The Mizoram government has rejected the Centre’s proposal to amend the “anti-indigenous people” Indian Forest Act, 1927, as its provisions are in conflict with the special provisions the State enjoys under Article 371G of the Constitution.
Forest rights activists and tribal welfare organisations are against this amendment bill that seeks to give higher management powers beyond what is provided in the Forest Rights Act of 2006, threatens to evict forest dwellers and promotes forest produce through private firms.
“The proposal to amend the Indian Forest Act was rejected after a consultative meeting of all stakeholders, including representatives of political parties, civil society organisations and officials,” Mizoram’s Minister of Environment, Forests and Climate Change T.J. Lalnuntluanga said on Friday.
He also holds the Law and Judicial Department portfolio in the Mizo National Front (MNF) government headed by Chief Minister Zoramthanga.
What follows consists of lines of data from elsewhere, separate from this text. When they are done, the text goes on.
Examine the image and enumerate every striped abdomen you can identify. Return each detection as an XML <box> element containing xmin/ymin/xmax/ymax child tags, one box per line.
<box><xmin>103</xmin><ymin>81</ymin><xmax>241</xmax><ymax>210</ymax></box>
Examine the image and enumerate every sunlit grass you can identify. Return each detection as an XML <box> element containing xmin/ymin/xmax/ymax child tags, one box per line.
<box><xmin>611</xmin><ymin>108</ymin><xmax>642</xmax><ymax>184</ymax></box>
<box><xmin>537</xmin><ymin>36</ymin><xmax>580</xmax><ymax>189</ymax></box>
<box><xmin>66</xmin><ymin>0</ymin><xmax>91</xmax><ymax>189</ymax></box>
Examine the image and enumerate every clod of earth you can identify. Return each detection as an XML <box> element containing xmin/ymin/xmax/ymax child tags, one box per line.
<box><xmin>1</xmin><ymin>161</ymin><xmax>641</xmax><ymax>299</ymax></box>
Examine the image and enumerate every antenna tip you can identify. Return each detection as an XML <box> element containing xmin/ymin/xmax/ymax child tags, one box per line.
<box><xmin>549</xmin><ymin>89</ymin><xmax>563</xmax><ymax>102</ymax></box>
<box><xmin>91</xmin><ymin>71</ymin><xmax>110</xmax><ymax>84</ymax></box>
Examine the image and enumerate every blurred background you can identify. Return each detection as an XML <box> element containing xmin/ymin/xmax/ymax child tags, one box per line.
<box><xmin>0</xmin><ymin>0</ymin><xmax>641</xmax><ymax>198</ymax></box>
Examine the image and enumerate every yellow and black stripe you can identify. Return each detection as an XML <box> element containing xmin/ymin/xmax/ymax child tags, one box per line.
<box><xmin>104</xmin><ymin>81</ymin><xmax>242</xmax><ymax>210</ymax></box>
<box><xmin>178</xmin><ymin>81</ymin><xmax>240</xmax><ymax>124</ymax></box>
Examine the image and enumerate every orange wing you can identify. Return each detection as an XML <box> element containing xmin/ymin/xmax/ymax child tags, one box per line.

The MNF is a member of the BJP-fronted North East Democratic Alliance.
Officials in his department said there was a consensus in Thursday’s meeting that the proposed amendment, if made a law, would directly encroach upon the provisions of Article 371G. “A reframed Indian Forest Act as per the proposals would challenge Mizo customary laws and practices, ownership and transfer of land as well as the powers conferred upon the autonomous district councils,” a senior officer said declining to be quoted.
The State’s Forest officials said that the Indian Forest Act of 1927 had not been enforced in Mizoram. The State’s areas under forest have been governed by the Mizoram Forest Act of 1955 “in accordance with the customary laws and needs of the local people”.
The Union Ministry of Environment, Forest and Climate Change had on March 14 invited feedback on the proposed amendment from the States after consultation with stakeholders.
The Opposition Congress and regional political parties have been rallying against the proposals. An ethnicity-based organisation called Zo Indigenous Forum had submitted a memorandum to the United Nations saying the Indian Forest (Amendment) Bill, 2019, was anti-indigenous communities and against the fundamental rights enshrined in the Constitution.
Mizoram is among the 15 States and Union Territories with more than 33% of the geographical area under forest cover. The State is among India’s “tribal districts” with a total forest cover of 421,000 sq km.